„Killing Popes“ in der Jazzfabrik Rüsselheim, 24. April 2017

Steidle Killing Popes - Photo: Mümpfer

Gut 75 Minuten währte das hochenergetische Spiel der „Killing Popes“ auf der Hinterbühne des Rüsselsheimer Theaters. Ein Sound aus Geräuschcollagen, in dem die Passagen der Ruhe selten bleiben, ein Spiel, in das aber wie in „Zombies“ sogar einige Melodiefragmente eingebettet sind.

„Wir wollen hörbar machen, wie gut der junge deutsche Jazz international vernetzt ist und nebenbei auch dessen Arbeitsbedingungen verbessern“, sagt vor dem Konzert Stephan Dudek, der Programmgestalter der „Jazzfabrik“. Deshalb präsentiert er den deutschen Schlagzeuger und Komponisten Oliver Steidle mit dem Gitarristen Frank Möbus, dem Briten Dan Nicholls an den Keyboards und dem Norweger Dan Peter Sundland am Bass.

Wohl bei keinem Instrument hat sich in den vergangenen Jahren so viel getan wie beim Schlagzeug. Jazzdrummer entwuchsen der reinen Begleiter-Rolle. Sie sind inzwischen gleichberechtigte musikalische Partner, oft Bandleader und Komponisten. Ihr Spiel ist nicht mehr nur vom Beat, sondern auch vom Sound definiert. Höchstes Tempo, enorme Dynamik und hochvirtuose Polyrhythmik sind nahezu selbstverständlich. Die Rüsselsheimer „Jazzfabrik“-Reihe belegte diese Feststellung unter anderem bereits mit den Formationen von Christian Lillinger und Eva Klesse.

Oliver Steidle hat diese Entwicklung in Deutschland ebenfalls mitgeprägt. Obwohl er sich musikalisch vor allem zwischen freiem Jazz, neuer Improvisationsmusik, Hip-Hop und Punk bewegt, geht es ihm stets um die Klarheit der Klänge. Die komplexesten Rhythmen werden bei ihm verständlich, hat ihm sein Partner Möbus bestätigt. Musik mit Assoziationen ist sein erklärtes Ziel. „Ihr hört, warum die Komposition `Kalashnikov Dream` heißt“, sagt Steidle vor dem Stück.
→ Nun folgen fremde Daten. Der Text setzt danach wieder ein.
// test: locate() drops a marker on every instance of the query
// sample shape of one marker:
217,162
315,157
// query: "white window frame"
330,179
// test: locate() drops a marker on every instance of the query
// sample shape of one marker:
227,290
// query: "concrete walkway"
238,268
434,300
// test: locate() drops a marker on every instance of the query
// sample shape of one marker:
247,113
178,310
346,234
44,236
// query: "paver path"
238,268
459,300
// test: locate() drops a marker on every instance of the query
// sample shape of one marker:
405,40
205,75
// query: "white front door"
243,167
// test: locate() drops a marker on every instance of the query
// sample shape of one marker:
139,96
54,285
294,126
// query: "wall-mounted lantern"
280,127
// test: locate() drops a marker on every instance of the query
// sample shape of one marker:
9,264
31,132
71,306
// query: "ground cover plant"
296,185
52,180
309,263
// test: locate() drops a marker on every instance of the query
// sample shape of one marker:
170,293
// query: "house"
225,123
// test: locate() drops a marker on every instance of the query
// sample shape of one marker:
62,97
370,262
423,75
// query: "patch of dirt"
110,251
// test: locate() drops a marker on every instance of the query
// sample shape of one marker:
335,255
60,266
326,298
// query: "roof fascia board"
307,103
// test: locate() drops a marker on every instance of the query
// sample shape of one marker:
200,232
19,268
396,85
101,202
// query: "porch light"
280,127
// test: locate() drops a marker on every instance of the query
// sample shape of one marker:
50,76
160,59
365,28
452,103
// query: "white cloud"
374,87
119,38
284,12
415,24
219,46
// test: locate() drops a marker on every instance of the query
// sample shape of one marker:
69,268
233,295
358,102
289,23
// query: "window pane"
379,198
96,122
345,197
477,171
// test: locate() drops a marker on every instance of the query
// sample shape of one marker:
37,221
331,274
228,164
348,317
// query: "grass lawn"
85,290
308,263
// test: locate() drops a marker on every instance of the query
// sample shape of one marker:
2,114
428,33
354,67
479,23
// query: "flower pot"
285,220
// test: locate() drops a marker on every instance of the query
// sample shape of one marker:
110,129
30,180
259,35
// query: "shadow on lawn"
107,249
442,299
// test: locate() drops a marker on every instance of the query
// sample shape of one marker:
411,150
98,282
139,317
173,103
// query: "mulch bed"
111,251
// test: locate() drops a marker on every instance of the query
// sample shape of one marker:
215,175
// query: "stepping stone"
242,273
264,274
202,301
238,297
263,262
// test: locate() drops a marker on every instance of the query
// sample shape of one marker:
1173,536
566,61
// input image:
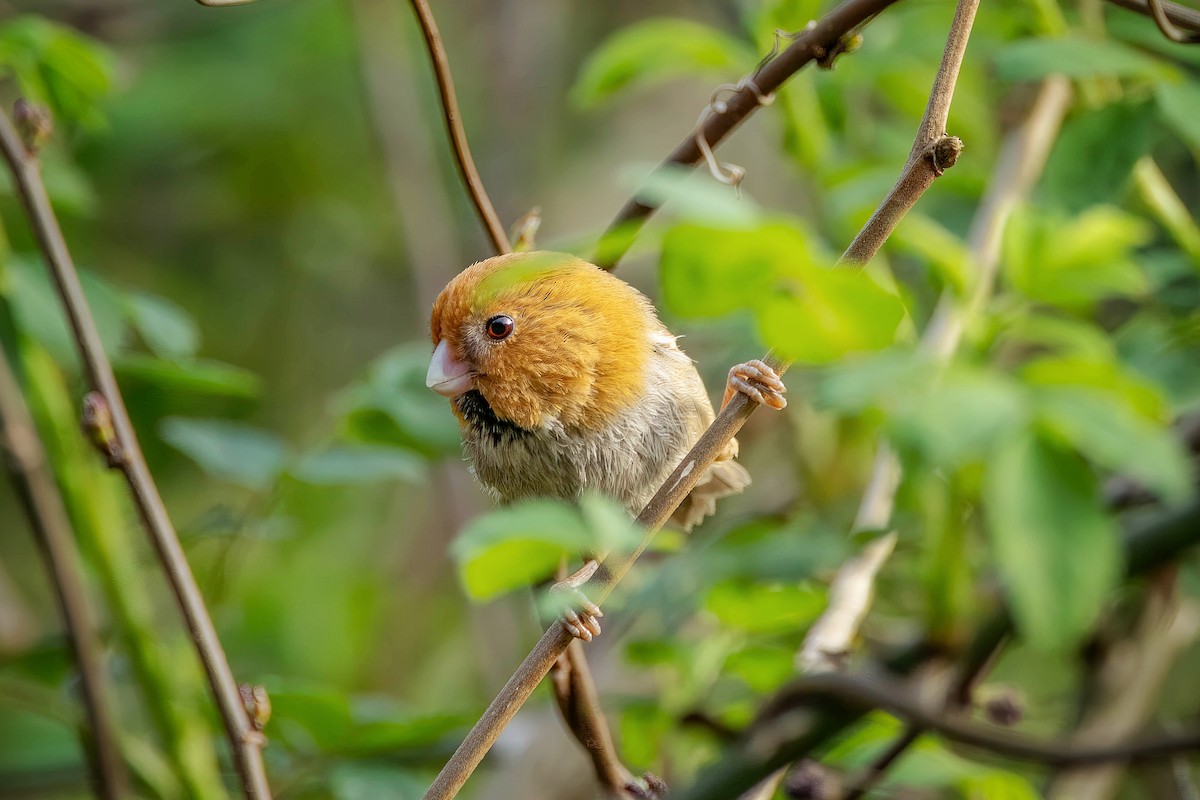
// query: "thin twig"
579,703
517,690
453,118
1149,545
1173,12
244,740
553,642
933,151
811,44
850,596
1017,170
1129,680
52,528
888,696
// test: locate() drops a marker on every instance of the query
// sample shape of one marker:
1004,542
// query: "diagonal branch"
886,695
1171,12
820,38
52,528
453,118
1147,546
933,151
669,497
244,740
931,154
555,641
1019,167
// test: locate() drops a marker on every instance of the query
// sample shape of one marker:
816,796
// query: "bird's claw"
580,615
759,382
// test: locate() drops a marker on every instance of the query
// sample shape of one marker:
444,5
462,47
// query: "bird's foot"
580,614
759,382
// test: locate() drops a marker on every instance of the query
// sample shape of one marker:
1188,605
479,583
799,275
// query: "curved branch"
813,44
52,528
555,641
1171,12
857,693
243,738
1149,546
453,118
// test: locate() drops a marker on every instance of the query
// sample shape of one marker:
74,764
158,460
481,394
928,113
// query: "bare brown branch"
52,528
933,151
1173,12
895,699
813,44
555,641
453,118
1018,168
27,174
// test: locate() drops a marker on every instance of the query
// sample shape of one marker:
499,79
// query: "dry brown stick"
244,740
887,696
1175,13
1019,166
544,655
811,44
555,641
52,529
575,692
577,697
933,151
453,118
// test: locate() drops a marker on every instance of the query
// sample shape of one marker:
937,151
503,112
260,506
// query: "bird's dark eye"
498,328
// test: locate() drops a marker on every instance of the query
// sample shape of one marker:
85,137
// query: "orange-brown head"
543,336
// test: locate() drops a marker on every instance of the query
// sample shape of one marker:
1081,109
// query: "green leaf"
694,196
57,66
763,667
166,328
39,311
1109,431
822,314
306,714
929,240
522,543
1180,106
239,453
359,464
1033,59
1055,547
201,377
1074,263
875,380
761,607
1060,335
391,405
963,417
711,270
1077,175
654,50
1103,374
369,781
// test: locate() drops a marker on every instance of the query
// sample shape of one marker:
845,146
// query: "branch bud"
1005,708
34,124
257,704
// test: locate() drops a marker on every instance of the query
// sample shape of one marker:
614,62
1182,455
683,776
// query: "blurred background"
263,203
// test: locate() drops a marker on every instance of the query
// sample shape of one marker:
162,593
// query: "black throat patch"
479,414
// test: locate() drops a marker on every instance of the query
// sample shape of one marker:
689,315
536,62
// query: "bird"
563,382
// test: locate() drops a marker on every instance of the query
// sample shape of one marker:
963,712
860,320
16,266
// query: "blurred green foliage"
261,270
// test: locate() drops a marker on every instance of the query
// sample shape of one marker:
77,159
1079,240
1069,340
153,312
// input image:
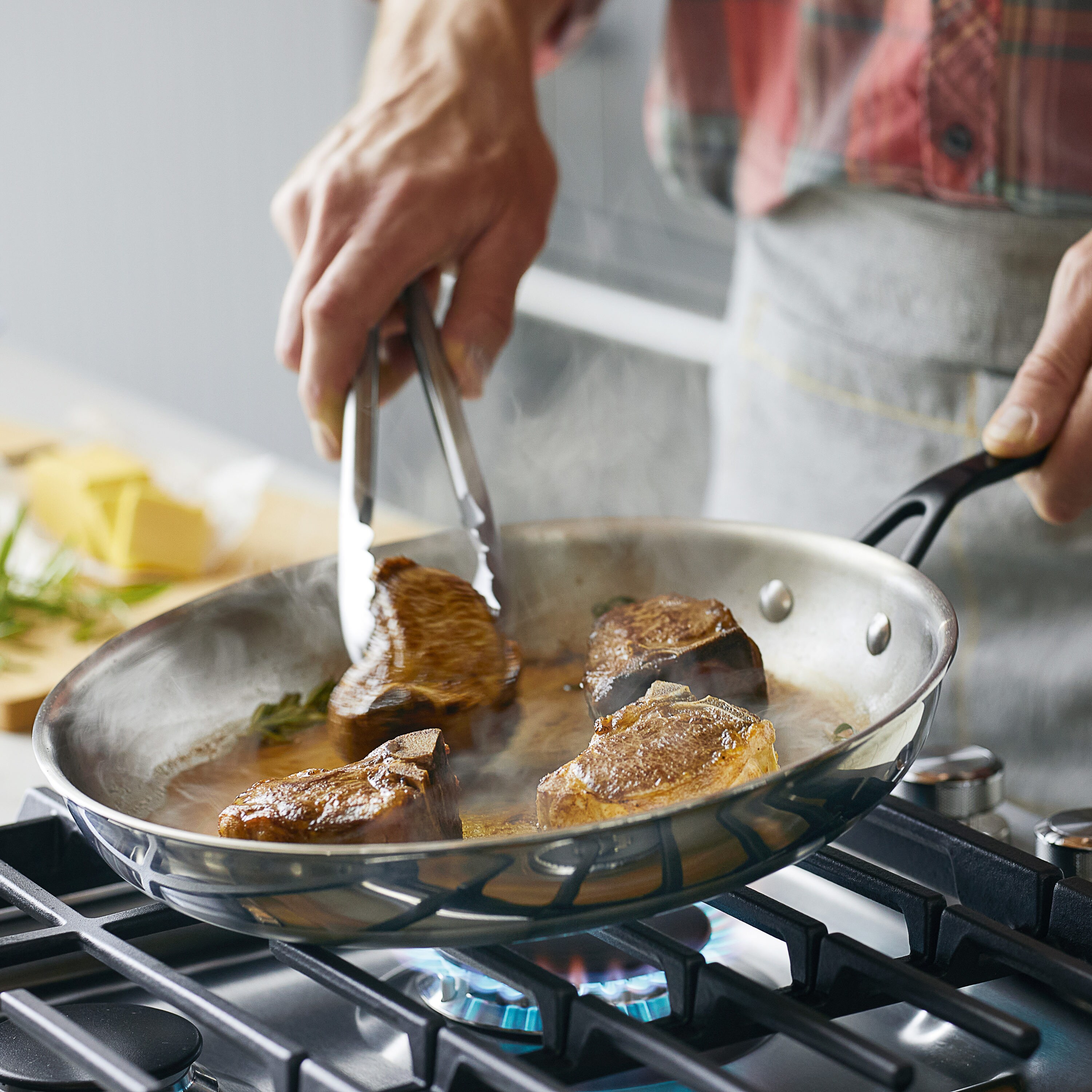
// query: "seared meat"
676,639
435,659
664,748
404,791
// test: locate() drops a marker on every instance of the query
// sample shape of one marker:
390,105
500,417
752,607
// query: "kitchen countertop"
51,398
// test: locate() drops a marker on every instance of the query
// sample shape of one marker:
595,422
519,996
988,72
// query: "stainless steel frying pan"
844,615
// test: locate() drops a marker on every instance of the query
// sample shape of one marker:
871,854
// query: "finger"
1062,488
399,366
290,212
395,321
480,319
1037,404
328,231
291,207
356,290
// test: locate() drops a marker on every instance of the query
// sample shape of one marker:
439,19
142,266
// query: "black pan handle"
937,496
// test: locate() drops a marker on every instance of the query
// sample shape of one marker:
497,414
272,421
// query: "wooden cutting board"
289,530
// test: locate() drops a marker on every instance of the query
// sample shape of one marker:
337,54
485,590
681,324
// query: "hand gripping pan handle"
938,495
447,407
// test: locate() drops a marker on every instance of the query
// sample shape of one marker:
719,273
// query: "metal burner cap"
1065,839
162,1043
959,782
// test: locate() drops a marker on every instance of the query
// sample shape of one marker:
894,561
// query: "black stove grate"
1015,913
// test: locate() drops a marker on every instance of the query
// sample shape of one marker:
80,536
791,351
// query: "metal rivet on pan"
776,601
878,634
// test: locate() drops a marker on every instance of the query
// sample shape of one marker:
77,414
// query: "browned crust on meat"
404,791
435,658
674,639
660,751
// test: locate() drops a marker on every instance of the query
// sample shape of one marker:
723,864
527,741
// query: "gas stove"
919,953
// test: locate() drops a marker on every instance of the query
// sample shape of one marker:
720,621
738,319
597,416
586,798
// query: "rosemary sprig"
278,722
59,591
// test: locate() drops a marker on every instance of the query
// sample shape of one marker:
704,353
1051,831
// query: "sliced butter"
154,532
102,502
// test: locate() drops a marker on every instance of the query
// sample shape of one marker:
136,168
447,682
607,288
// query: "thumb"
1038,402
480,319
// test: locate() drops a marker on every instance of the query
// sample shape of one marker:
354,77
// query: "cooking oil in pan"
513,749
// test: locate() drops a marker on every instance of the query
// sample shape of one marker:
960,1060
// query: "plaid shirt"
978,102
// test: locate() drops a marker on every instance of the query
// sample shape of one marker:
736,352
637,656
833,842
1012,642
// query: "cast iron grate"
1015,913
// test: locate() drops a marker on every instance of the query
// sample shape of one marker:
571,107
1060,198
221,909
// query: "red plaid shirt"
980,102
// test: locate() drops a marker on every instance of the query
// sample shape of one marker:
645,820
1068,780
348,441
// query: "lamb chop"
668,747
404,791
435,658
675,639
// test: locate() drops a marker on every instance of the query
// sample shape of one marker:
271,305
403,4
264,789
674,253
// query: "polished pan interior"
137,708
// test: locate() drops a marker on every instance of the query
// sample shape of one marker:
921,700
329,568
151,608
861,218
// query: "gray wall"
139,148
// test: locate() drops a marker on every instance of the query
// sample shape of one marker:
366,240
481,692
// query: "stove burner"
592,966
162,1043
582,958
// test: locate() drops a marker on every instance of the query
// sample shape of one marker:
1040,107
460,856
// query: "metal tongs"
360,436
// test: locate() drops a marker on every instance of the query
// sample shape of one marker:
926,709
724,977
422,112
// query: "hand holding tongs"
355,588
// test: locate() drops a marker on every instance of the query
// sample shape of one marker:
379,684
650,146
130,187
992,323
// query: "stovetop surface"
368,1054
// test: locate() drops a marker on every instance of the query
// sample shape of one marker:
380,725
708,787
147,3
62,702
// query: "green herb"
601,609
59,591
278,722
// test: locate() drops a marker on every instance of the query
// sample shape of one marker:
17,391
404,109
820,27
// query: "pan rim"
817,542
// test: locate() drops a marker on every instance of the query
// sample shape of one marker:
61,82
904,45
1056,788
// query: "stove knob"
200,1080
959,782
1065,839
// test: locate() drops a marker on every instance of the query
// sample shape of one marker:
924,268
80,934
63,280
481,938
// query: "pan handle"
938,495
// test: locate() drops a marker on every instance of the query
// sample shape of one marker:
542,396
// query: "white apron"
871,337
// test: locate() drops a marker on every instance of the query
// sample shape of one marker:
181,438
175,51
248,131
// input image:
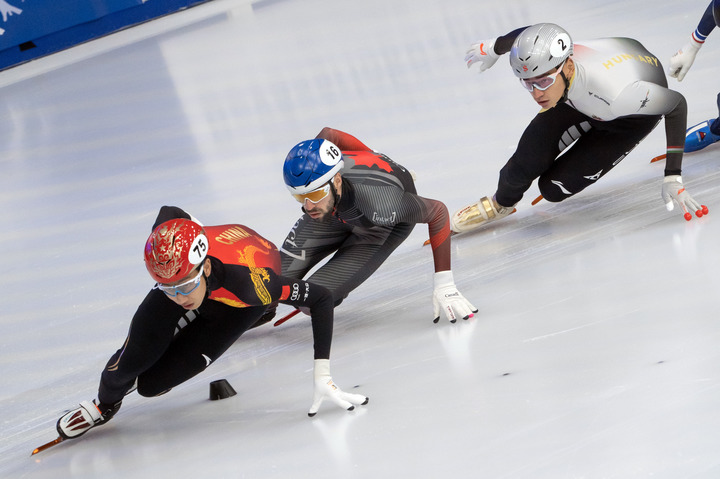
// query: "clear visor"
541,83
315,195
183,288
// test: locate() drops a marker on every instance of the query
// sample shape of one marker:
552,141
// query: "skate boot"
703,134
478,214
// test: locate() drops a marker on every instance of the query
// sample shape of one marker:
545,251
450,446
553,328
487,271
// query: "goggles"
183,288
542,83
315,195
Auch in Rüsselsheim gelingt es ihm, das richtige Verhältnis von Sound und Energie zu finden. Der Drummer ist unermüdlich, hält mit seinem rhythmisch vielschichtigen Spiel die Fäden in der Hand. Die Wechsel von Tempi und Metren gehen nahtlos ineinander über, der nahezu orgiastische Drive sorgt für Spannung. Frank Möbus wirft einige akzentuierende Akkorde ein, reißt mit rasenden Kürzeln im Wettstreit mit dem Keyboarder Dan Nicholls beim Ruf-Antwort-Spiel die Saiten. Steidle steht oft im Duell mit dem Bassisten Dan Peter Sundland, der schon durch Anzug mit weißem Hemd und Fliege sowie tänzelnd optisch aus dem Rahmen fällt. Doch sein virtuoses Spiel auf dem E-Bass fügt sich sensibel in den komplexen Gruppen-Sound ein.

Der 42-jährige Leader auf dem Drumset ist an all dem extrem dicht dran. Er lässt die Stakkatos krachen, bezieht ausgiebig die Tom-Toms und Bass-Drum ein, dass es dunkel poltert, prasselt, wummert – dabei ist trotz aller Raserei das Kollektiv in gegenseitiger Kommunikation höchst sensibel garantiert. Die zumeist notierten Stücke von Steidle und Peter Eldh lassen bei den Stücken dieses Abends – „Monopoly extended“, „Alive“, „Nuremberg Heroin Lullaby“, Kalashnikov Dream“, „Zombies“ und „Flipper“ – viel Raum für Improvisationen der an sich eigenständigen Musiker. Das begeisterte Publikum lässt das Quartett nicht ohne Zugabe von der Bühne.